Im Wettbewerb um das Amt der oder des Parteivorsitzenden sammelt in Lübeck am ehesten Jens Spahn Punkte. Nicht, dass der mit Abstand Jüngste im Feld nun als großer Favorit in die kommenden Tage gehen wird. Aber der 38-jährige Bundesgesundheitsminister hat es geschafft, sich den Status eines ebenbürtigen Konkurrenten zu erkämpfen. Der Auftritt dürfte ihn darin bestärken, bis zum Parteitag im Rennen zu bleiben.

Wie aber haben sich die bisherigen Favoriten Annegret Kramp-Karrenbauer und Friedrich Merz geschlagen? Wo haben die drei Kontrahenten gepunktet - und wo womöglich enttäuscht? Ein Überblick zur Einordnung.

Annegret Kramp-Karrenbauer

Gesamteindruck: Die Noch-CDU-Generalsekretärin tritt sehr leidenschaftlich auf. Gemessen daran, dass sie in den vergangenen Tagen in mehreren Interviews ein wahres Feuerwerk an Plänen und Vorschlägen präsentierte, wirkt sie in Lübeck aber vor allem wie eine, die sich vor Fehlern schützt und immer wieder an ihre schon bisher geleistete Arbeit für die Partei erinnert.

Bester Moment: Ist der, als sie über den inneren Zusammenhalt in der Gesellschaft redet und dabei allzu billige Angriffe auf Flüchtlinge und Migranten abwehrt. Eine Christdemokratin zu sein, heiße für sie, die Menschen nicht danach zu beurteilen, woher sie kämen, wie sie aussehen würden oder an was sie glaubten. "Wir beurteilen Menschen danach, was sie für diese Gemeinschaft einbringen." Der Satz bringt ihr viel Beifall. Und das, obwohl viele im Publikum später auch applaudieren, als Rufe nach einem strengen Umgang mit straffälligen Asylbewerbern laut werden.

Schwerster Augenblick: Kommt ganz zum Schluss, als Jens Spahn noch einmal daran erinnert, dass Kramp-Karrenbauer die gleichgeschlechtliche Ehe nicht nur kritisiert, sondern in ihrer Begründung sogar einen Zusammenhang zum Inzest hergestellt hatte.

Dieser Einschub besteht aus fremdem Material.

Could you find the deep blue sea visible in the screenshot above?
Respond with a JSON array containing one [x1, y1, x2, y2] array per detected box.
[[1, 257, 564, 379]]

Kramp-Karrenbauer steht zu der Kritik. Aber in diesem Moment wird deutlich, wie konkret ihre Worte einen Homosexuellen wie Spahn verletzen können. Der von ihr benutzte Vergleich wirkt so kalt und ist so schwer verständlich, dass er ihr noch schaden könnte.

Zentrale Botschaften: Mit Blick auf die rasante Digitalisierung von Wirtschaft und Gesellschaft spricht die Generalsekretärin nicht nur über die große Dynamik und die Sorge, dass die Politik zu langsam agiere. Sie will vor allem eine Antwort auf die Frage geben, ob Digitalisierung wirklich in jedem Einzelfall immer gut ist. "Digitalisierung ist kein Selbstzweck", mahnt Kramp-Karrenbauer. "Sie ist gut, wenn sie was für die Menschen bringt." Sie erzählt, dass sie junge Internet-Unternehmer immer wieder mit der Frage nerve, was ihre Geschäftsidee denn nun leiste. Kramp-Karrenbauer will bewusst machen, dass mit dem vermeintlich großen Fortschritt auch Unnützes einhergeht.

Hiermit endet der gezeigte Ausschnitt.